SOME OF GEORGIA’S PROBLEMS ARE ITS OWN CREATION
The Messenger, Georgia
Nov 27 2006
Friday saw the third anniversary of the Rose Revolution, and the event
was marked in Tbilisi with pomp and circumstance, monuments dedicated,
arias sung and folk dance performed, and the Estonian and Ukrainian
presidents arriving to show support.
However, there were also some unpleasant surprises on November 23,
which is also the Saints day of Georgia’s patron St. George. Berlin
based Transparency International (TI) issued a stinger of a report,
which lambastes the political system established after the revolution,
going so far as to say it "has been likened" with Putin’s Russia,
and even the Central Asian states-none of which are known for being
‘beacons of democracy’. As if this wasn’t bad enough, the International
Crisis Group (ICG), an international conflict prevention organisation
based in Brussels, poured cold water on Georgia’s civil integration
achievements.
The TI report suggests that, rather than becoming a ‘French style’
semi presidential system, with a president and an autonomous prime
minister, it has in effect created a super presidential system. It
says that while everybody welcomed the structural change that put a
prime minister at the head of a cabinet of ministers, in reality there
is no checks to the president’s authority. It must make difficult
reading for the government (who are a major German charm offensive
in anticipation of the upcoming German presidency of the EU), and it
certainly doesn’t mice its words. It even suggests that certain things
might have been better in the bad old days of Shevardnadze-almost
blasphemous in Georgia today. Parliament is said to be "at the mercy"

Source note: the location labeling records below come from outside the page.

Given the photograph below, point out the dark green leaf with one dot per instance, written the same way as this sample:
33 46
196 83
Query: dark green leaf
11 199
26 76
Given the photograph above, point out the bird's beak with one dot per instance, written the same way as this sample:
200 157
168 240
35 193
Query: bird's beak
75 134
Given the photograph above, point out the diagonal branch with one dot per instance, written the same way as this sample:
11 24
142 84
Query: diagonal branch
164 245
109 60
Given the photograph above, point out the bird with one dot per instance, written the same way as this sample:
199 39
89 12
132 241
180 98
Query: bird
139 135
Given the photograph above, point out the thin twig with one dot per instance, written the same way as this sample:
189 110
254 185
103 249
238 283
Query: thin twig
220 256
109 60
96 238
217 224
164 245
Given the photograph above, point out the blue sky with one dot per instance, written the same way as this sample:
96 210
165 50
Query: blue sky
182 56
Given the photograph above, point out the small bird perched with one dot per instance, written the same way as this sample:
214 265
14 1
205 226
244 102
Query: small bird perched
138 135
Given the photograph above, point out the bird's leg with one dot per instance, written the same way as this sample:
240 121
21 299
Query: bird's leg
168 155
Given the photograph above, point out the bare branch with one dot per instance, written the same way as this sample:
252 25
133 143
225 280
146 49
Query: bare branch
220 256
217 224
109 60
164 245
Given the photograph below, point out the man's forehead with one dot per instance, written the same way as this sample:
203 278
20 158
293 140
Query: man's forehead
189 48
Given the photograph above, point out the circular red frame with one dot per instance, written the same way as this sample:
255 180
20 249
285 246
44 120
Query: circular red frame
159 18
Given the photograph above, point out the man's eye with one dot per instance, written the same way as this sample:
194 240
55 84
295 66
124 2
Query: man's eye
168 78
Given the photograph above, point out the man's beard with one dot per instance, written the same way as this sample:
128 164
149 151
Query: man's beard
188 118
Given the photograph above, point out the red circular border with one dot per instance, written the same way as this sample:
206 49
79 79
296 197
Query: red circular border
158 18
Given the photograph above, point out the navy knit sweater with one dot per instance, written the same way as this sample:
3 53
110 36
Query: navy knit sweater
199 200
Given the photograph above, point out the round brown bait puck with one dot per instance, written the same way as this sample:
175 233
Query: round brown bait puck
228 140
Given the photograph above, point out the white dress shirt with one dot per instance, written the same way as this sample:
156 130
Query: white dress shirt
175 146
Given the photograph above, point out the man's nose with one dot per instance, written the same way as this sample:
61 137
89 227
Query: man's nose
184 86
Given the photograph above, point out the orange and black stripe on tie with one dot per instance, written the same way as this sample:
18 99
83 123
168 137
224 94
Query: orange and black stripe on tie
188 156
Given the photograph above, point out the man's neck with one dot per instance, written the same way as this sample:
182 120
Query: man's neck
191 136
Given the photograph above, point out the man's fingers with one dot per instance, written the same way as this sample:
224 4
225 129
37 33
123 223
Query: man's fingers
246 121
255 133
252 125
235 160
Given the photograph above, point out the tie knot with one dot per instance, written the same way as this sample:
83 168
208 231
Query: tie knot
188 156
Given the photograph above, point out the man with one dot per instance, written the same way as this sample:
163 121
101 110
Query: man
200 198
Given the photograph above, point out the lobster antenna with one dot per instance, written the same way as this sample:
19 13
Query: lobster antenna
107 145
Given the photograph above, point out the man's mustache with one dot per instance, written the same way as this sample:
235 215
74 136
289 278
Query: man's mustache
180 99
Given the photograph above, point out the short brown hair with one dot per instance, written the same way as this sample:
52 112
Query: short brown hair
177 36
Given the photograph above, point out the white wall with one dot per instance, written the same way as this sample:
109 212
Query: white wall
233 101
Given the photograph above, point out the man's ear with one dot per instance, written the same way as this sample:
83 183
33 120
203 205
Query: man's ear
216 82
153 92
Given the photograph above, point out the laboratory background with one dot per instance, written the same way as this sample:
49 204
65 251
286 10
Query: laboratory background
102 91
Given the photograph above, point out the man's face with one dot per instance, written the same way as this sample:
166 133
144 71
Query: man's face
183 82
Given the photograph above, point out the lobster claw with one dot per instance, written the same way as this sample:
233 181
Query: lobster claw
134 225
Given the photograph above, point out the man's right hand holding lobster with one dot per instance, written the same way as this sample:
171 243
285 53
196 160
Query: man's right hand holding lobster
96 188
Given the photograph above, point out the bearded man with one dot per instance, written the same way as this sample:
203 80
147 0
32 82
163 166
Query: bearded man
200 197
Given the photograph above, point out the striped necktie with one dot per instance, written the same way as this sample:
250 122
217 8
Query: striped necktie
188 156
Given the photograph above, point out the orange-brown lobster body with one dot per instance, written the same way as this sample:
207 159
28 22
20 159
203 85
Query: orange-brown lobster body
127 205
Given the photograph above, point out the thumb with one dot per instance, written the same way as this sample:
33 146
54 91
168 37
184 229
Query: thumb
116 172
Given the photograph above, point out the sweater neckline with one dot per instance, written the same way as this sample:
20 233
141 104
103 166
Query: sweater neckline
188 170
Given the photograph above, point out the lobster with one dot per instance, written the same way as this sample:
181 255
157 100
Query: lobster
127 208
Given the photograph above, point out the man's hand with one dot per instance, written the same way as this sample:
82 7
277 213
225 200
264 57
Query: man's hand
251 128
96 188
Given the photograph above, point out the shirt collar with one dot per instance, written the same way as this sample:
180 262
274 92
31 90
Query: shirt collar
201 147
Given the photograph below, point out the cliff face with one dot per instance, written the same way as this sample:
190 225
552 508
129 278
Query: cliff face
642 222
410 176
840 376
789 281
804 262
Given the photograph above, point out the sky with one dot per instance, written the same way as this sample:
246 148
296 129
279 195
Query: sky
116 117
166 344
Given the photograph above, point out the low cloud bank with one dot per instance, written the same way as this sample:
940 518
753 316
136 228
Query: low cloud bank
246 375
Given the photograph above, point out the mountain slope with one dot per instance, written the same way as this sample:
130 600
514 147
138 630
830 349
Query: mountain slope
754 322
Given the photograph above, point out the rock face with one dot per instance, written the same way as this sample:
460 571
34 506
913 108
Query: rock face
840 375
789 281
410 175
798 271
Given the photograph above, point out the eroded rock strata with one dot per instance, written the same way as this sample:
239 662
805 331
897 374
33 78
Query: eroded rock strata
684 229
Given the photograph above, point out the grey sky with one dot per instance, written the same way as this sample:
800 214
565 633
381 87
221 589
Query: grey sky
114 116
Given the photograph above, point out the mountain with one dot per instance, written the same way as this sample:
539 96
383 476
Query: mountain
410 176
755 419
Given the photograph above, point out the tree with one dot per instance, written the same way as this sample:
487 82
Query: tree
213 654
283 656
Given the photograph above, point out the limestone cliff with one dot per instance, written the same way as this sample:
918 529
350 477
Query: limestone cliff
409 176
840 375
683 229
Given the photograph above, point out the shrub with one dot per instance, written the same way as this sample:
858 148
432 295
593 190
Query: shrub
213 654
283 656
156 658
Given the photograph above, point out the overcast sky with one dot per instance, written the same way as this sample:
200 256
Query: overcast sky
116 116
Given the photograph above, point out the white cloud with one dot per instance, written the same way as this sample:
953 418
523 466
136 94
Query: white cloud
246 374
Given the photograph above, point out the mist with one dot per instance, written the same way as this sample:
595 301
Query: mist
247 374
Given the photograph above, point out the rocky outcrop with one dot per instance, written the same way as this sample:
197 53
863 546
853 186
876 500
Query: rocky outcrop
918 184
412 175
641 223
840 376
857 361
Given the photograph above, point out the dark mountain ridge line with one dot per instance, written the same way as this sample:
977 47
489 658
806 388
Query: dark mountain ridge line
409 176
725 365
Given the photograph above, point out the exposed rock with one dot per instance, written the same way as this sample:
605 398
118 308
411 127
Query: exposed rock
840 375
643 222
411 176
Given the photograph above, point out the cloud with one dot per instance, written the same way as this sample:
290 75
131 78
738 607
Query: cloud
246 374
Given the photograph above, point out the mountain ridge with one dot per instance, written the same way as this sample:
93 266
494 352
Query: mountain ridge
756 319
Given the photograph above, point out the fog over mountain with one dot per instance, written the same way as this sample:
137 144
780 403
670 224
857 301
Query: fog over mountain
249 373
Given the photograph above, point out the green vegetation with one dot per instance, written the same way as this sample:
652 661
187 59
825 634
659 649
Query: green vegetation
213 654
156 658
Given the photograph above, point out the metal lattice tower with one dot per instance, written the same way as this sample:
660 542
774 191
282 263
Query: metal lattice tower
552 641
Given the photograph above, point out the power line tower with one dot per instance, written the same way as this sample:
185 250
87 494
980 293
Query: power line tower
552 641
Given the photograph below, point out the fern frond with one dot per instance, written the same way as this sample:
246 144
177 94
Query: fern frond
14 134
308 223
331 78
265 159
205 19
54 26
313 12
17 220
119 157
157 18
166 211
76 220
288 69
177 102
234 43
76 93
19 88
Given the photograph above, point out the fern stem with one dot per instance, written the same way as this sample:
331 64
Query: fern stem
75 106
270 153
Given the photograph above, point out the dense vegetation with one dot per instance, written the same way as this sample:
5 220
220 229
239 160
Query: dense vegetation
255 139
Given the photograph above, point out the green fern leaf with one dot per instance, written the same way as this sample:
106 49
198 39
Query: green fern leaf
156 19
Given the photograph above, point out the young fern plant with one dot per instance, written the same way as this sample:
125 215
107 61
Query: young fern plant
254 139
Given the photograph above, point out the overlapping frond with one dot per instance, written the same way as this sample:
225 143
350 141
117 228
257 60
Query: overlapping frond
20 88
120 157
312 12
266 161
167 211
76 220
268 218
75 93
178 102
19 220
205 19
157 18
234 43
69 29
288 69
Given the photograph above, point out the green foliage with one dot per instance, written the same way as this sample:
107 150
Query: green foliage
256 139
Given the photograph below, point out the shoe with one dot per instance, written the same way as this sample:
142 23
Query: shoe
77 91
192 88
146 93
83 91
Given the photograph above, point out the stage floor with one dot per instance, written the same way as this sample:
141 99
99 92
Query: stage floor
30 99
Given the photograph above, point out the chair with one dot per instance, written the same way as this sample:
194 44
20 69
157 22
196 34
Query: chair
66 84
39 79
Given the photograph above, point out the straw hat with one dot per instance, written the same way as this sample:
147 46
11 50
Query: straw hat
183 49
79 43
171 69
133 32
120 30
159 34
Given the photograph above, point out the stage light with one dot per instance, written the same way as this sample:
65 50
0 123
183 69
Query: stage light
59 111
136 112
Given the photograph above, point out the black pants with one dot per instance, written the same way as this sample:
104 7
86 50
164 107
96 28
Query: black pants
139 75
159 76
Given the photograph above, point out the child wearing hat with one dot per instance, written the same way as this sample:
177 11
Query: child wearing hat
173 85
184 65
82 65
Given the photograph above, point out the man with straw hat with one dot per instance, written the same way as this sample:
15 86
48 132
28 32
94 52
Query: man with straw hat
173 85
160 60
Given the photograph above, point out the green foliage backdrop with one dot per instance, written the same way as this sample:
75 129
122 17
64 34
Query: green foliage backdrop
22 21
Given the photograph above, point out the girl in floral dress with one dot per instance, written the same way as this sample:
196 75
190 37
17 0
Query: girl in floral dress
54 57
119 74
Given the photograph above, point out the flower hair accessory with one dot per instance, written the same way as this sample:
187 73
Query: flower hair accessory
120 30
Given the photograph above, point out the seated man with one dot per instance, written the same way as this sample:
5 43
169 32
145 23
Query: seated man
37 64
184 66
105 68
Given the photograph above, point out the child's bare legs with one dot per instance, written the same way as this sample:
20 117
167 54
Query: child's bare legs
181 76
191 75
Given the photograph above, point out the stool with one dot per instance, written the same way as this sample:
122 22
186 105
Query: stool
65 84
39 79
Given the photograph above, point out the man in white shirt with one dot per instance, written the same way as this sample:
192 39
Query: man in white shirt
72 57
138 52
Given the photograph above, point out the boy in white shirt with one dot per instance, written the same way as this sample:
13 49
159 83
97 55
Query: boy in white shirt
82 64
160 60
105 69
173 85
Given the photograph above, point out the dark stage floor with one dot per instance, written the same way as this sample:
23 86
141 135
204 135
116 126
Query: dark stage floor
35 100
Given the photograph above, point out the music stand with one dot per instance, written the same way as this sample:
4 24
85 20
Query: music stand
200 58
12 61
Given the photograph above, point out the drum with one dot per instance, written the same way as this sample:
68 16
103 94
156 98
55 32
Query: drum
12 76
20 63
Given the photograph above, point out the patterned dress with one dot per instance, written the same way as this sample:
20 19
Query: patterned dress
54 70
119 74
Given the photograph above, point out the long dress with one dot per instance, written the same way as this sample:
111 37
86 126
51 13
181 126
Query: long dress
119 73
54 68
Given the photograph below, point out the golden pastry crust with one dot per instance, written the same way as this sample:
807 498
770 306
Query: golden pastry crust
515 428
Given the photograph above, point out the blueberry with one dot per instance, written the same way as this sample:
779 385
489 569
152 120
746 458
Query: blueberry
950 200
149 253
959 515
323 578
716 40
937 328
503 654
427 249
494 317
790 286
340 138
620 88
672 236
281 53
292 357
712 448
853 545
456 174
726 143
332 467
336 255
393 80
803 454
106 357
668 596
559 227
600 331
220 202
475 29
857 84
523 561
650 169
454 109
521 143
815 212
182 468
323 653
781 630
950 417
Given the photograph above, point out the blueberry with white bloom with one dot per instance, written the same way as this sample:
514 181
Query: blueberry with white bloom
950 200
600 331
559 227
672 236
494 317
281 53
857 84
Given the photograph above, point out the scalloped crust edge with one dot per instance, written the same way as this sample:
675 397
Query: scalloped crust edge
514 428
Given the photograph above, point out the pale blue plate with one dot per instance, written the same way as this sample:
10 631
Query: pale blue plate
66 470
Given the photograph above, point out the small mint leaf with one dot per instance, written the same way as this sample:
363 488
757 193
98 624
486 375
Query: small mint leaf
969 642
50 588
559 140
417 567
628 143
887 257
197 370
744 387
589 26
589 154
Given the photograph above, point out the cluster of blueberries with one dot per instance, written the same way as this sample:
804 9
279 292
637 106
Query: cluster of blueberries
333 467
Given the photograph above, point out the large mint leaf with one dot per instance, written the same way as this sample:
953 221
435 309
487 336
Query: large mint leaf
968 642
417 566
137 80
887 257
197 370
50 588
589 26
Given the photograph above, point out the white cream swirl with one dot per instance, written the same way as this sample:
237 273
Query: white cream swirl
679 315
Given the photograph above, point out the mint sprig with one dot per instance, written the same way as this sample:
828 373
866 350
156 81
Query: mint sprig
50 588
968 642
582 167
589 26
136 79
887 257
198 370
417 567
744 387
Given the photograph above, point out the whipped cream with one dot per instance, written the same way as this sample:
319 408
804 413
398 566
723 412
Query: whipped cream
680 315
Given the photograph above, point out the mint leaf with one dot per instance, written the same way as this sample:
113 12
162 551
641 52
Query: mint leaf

of the president, even a "presidential body" or a "rubber stamp". It
points out that the constitutional amendments of 2004, which handed
the president the right to veto and introduce legislation, disband
parliament and more, was what Shevardnadze had tried to initiate in
1998, but was prevented from doing by the very young reformers that
now make up much of the government.
The "personalisation" of power is certainly a worrying trend, and we
can only hope decision makers take heed of the conclusions drawn by
TI, but the ICG report makes for equally disconcerting reading. The
ICG say that Tbilisi has "done little" to integrate Georgia’s large
Armenian and Azeri minorities-which constitute over 12 percent of
the population-and that more attention must be paid to address their
grievances if Georgia "is to avoid further conflict".
The figures speak for themselves: in the predominantly Armenian
populated district of Akhalkalaki-due to electoral districts created
in Tbilisi-there is one local government representative for every
670 Georgian inhabitants, and one for every 3382 Armenians. There
are five Armenian and three Azeri MPs, therefore over 12 percent of
the population is represented by just over 3 percent of MPs. There
are no Azeris working in the presidential administration, the highest
ranking Armenian is the deputy energy minister. The ICG is a master of
understatement when it calls Georgia’s ministry for civil integration
"weak", it has a paltry budget of just over USD 100 000.
These reports, taken together, point to some of the fundamental
failures and omissions in the strategy of the new government:
coming to power on a platform of freedom and democracy, it has
created a system where there are fewer checks and balances, and
hobbled parliament. Placing territorial integrity at the core of its
platform, it has done very little to reach out to the two biggest
ethnic minorities in Georgia, who have not made any territorial
demands on Tbilisi.
The successes of the last three years must be underpinned by a
system that is democratic and free enough in its fabric to be able to
withstand potential crises that lie ahead, and Georgia must transform
itself into a nation where ethnicity is no longer the trump card if
it is ever to peacefully return the secessionist territories.